When it comes to the US labor market, it's a tale of two extremes according to a recent report by Goldman Sachs.
At one end, the rate of short-term unemployment, defined as those unemployed fewer than 15 weeks, is lower than at any point since the Korean War and is already 0.4% below the bottom reached in the late 90s boom, with half of the gap likely due to demographic change. According to Goldman economists, "from the perspective of workers transitioning briefly between jobs whose attachment to employment is high, this is already a very tight labor market."
At the other end, the pool of struggling workers at the margins of the labor market remains larger than in past expansions. In particular, the rate of medium- to long-term unemployment, defined as those unemployed at least 15 weeks, remains 0.75% higher than the low reached in the late 90s boom, and almost none of that gap is attributable to demographic change.
The delta between the two labor markets is shown in the chart below.
Without going to much into the reasons behind this divergence here (we will cover them in a subsequent post), the current state of the labor market presents a difficult trade-off for monetary policymakers, Goldman claims. On one hand, the pool of struggling workers on the margins of the labor force is still noticeably higher than in past expansions, and the possibility of bringing some of them back into employment is not an entirely lost cause. Quantified, this would represent a potential influx of millions of potential workers who have mostly fallen out of labor force for one reason or another. Their return could be catalyzed by a hotter labor market which would likely raise their probability of re-employment a bit further.
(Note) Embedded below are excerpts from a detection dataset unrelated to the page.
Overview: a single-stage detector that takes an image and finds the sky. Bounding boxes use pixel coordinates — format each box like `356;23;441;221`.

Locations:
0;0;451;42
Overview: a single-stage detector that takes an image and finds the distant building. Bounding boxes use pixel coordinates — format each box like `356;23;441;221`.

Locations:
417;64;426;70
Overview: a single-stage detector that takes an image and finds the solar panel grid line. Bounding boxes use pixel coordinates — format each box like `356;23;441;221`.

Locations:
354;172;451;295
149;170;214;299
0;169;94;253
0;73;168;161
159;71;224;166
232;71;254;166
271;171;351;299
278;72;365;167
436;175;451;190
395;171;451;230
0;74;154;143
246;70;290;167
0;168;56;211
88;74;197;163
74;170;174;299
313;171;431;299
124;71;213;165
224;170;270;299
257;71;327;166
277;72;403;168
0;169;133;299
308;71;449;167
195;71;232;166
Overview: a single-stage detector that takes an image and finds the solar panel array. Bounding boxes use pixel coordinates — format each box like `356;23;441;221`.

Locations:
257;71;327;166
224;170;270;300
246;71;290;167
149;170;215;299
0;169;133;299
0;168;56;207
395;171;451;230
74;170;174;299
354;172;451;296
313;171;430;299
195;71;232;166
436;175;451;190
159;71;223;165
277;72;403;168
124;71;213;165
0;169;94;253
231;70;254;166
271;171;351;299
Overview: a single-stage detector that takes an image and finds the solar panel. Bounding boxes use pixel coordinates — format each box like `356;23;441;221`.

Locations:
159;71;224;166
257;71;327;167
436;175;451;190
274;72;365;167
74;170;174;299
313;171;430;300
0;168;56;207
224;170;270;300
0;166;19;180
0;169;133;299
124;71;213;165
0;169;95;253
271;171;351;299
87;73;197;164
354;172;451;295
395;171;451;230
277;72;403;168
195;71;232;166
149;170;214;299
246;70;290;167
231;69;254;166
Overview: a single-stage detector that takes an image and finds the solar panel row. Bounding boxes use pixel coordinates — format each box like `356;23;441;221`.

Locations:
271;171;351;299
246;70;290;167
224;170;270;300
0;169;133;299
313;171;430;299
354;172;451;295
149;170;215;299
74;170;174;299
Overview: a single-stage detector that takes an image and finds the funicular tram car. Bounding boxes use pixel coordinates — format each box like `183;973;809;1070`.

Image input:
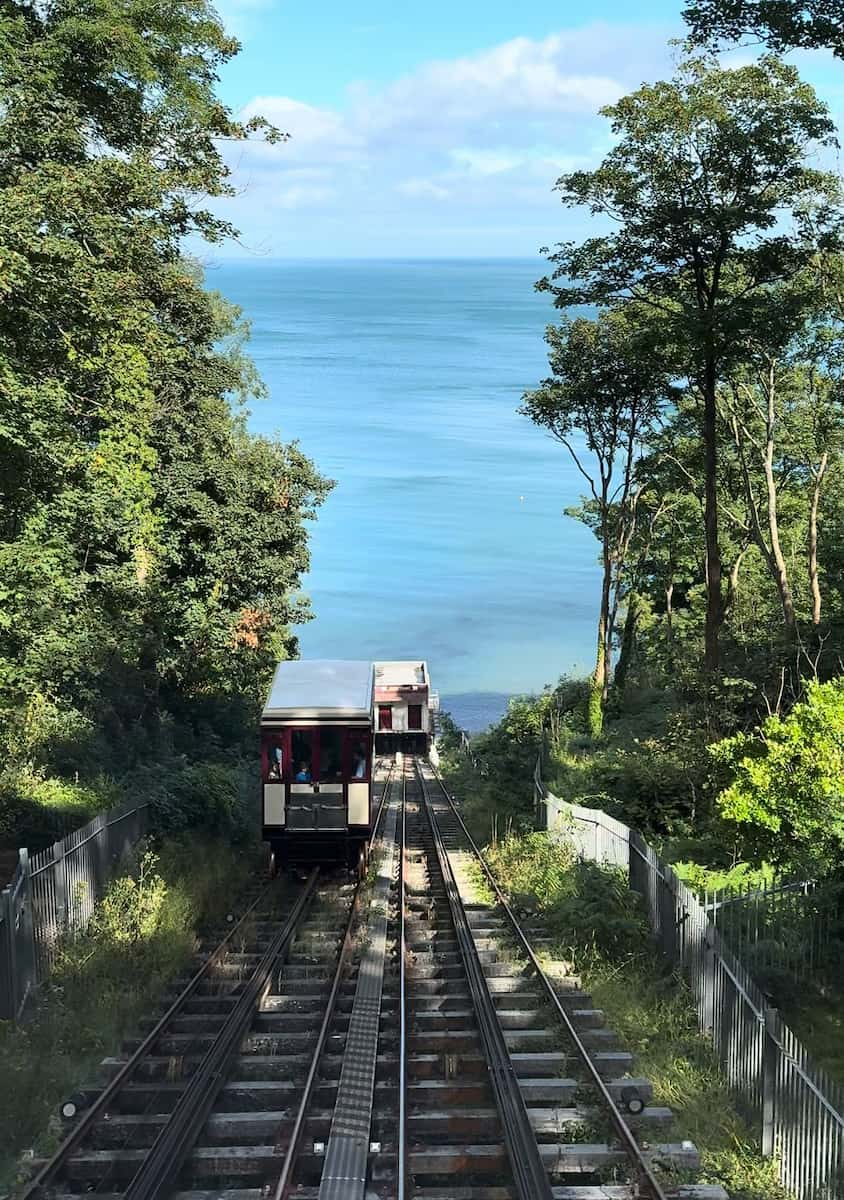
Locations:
261;660;373;870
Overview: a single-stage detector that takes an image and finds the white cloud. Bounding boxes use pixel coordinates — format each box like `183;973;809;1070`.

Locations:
450;148;525;175
395;179;449;200
212;21;669;253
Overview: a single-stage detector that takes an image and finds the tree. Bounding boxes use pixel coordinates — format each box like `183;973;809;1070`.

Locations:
0;0;328;766
683;0;844;59
539;56;839;671
719;324;843;638
520;306;670;737
712;679;844;870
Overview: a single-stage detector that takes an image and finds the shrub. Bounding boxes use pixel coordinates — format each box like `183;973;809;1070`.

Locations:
486;833;650;956
142;763;258;841
711;678;844;871
0;767;112;851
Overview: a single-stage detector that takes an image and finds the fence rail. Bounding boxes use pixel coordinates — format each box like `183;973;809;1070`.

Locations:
0;800;149;1020
534;763;844;1200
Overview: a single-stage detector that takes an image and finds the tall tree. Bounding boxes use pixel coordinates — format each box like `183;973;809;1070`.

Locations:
520;306;670;737
539;58;839;671
0;0;327;763
683;0;844;59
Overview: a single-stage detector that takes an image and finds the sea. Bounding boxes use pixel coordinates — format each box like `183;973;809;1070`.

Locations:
214;258;598;730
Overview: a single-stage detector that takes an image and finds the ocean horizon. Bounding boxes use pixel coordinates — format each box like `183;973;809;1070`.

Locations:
214;258;598;700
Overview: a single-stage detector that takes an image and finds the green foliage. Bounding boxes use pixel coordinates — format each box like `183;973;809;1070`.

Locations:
0;766;112;851
486;833;648;958
486;833;788;1200
583;943;788;1200
145;762;256;844
0;0;330;836
671;859;774;895
712;679;844;871
0;836;252;1187
89;851;167;949
683;0;844;58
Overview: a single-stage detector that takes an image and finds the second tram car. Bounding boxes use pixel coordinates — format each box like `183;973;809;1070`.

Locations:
261;660;373;869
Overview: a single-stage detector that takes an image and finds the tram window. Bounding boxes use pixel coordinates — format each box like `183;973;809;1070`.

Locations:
349;738;370;779
291;730;313;784
319;725;343;784
267;738;285;781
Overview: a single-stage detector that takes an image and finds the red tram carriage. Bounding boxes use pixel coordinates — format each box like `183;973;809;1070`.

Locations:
261;660;373;868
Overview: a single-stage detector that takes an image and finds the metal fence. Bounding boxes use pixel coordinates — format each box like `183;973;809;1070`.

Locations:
0;800;149;1020
704;880;844;988
534;764;844;1200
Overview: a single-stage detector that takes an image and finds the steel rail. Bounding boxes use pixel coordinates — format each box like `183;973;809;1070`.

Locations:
22;883;273;1200
413;758;553;1200
396;766;407;1200
430;763;666;1200
273;767;393;1200
125;866;319;1200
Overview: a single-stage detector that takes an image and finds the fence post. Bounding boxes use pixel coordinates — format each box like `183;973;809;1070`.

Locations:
53;839;67;934
700;924;718;1037
0;887;18;1021
762;1004;779;1158
16;846;38;1016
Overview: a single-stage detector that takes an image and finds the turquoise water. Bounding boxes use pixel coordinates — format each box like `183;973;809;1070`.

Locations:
214;259;598;725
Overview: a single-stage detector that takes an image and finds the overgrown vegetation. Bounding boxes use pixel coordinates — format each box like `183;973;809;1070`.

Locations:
0;0;330;864
0;836;259;1188
473;833;786;1200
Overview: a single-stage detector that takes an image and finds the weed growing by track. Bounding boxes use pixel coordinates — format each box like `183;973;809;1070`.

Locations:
0;841;252;1193
475;833;786;1200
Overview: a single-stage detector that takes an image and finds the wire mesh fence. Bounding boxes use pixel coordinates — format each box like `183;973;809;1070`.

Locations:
0;800;149;1020
542;764;844;1200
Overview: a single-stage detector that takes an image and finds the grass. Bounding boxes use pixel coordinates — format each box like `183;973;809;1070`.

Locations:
0;767;112;852
581;954;788;1200
477;834;786;1200
0;840;260;1193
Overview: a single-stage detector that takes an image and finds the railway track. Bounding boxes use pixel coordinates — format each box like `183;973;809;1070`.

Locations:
24;773;400;1200
401;762;725;1200
25;758;726;1200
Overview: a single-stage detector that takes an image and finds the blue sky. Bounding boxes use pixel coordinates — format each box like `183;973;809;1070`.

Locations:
202;0;844;260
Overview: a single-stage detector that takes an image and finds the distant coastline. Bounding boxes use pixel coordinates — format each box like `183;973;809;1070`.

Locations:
439;691;510;733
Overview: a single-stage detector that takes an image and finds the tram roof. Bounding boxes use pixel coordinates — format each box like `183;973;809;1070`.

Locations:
262;659;372;720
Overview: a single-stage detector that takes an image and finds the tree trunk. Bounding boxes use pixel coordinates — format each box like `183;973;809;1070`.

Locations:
764;362;797;634
704;355;723;671
588;545;612;738
612;592;639;694
809;450;830;628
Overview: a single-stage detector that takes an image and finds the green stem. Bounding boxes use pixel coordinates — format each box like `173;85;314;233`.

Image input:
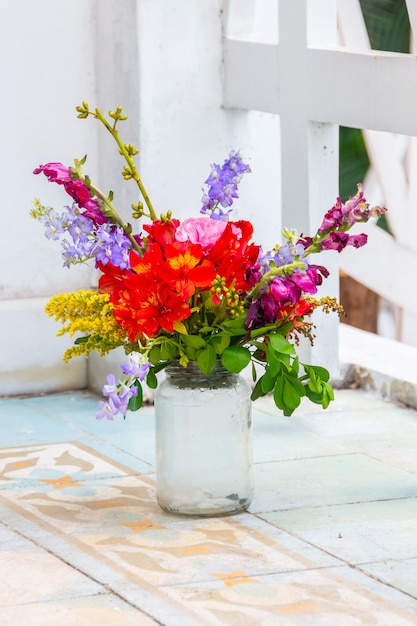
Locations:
91;109;158;221
87;183;142;252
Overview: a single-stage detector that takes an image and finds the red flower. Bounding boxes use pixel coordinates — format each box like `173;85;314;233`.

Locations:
109;274;191;343
143;220;180;247
207;220;260;292
164;242;216;299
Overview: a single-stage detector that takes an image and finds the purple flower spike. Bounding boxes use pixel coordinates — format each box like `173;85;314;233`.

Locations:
200;150;250;221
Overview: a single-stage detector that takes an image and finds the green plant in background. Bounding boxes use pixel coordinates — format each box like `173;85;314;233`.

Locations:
339;0;410;230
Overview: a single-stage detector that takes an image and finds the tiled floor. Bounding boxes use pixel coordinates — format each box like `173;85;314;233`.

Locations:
0;390;417;626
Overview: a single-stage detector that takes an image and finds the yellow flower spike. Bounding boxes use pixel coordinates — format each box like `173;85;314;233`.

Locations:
45;289;129;361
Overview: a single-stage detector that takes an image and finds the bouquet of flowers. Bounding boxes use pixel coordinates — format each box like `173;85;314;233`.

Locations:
31;102;385;419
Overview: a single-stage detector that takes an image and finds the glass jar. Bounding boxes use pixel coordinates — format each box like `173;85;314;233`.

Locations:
155;362;253;517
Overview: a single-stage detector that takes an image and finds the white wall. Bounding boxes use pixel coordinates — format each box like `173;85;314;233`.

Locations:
0;0;280;394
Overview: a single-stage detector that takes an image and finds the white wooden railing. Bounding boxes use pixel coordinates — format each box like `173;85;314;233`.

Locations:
224;0;417;348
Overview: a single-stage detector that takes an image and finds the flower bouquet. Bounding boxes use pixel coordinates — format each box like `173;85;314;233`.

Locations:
32;102;385;419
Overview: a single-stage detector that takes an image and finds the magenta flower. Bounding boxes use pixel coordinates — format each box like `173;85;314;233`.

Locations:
321;232;368;252
65;179;109;224
33;163;72;185
175;217;227;252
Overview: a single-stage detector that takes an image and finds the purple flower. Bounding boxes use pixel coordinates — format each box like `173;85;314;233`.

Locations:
200;150;250;221
96;374;137;419
90;224;132;269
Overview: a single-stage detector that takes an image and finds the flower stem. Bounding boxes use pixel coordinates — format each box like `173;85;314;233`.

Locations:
91;109;158;221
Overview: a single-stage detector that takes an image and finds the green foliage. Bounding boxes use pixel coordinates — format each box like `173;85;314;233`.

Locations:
339;0;411;212
251;334;333;416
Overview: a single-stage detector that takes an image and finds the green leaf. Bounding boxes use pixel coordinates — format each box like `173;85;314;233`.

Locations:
282;376;306;412
222;346;251;374
268;334;295;354
209;334;230;355
274;376;284;411
181;335;206;350
185;346;197;361
302;363;330;383
262;368;277;395
250;376;265;401
197;345;216;376
146;367;158;389
148;346;161;365
161;339;178;361
127;380;143;411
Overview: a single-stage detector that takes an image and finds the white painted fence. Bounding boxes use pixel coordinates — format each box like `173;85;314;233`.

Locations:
225;0;417;345
0;0;417;393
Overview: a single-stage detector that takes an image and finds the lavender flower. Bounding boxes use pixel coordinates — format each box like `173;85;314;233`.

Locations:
96;355;151;419
96;374;138;419
90;224;132;269
200;150;250;221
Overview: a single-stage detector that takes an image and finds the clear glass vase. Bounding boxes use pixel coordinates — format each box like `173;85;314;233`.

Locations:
155;362;253;517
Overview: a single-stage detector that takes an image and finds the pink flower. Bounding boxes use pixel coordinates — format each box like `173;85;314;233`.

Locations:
175;217;227;252
33;163;72;185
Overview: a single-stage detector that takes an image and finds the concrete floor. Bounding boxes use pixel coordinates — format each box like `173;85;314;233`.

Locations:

The decline in the share of prime-age individuals who report being discouraged, disabled, or uninterested in working has boosted the overall participation rate by 0.5pp over the last two years. A very hot job market could plausibly provide a boost of another few tenths in coming years, though it is less clear whether this boost would prove sustainable beyond the current cycle. This would cause the participation rate to fall more slowly than implied by population aging effects (as our standing forecast already anticipates) rather than to rise outright, and it means that for a given level of job creation, the unemployment rate would fall about 0.5pp less than without the participation boost.
Goldman then makes this fascinating observations: the consequence of letting the labor market tighten further is that the short-term unemployment rate, already at levels never seen outside of major wartime mobilizations, will fall further still.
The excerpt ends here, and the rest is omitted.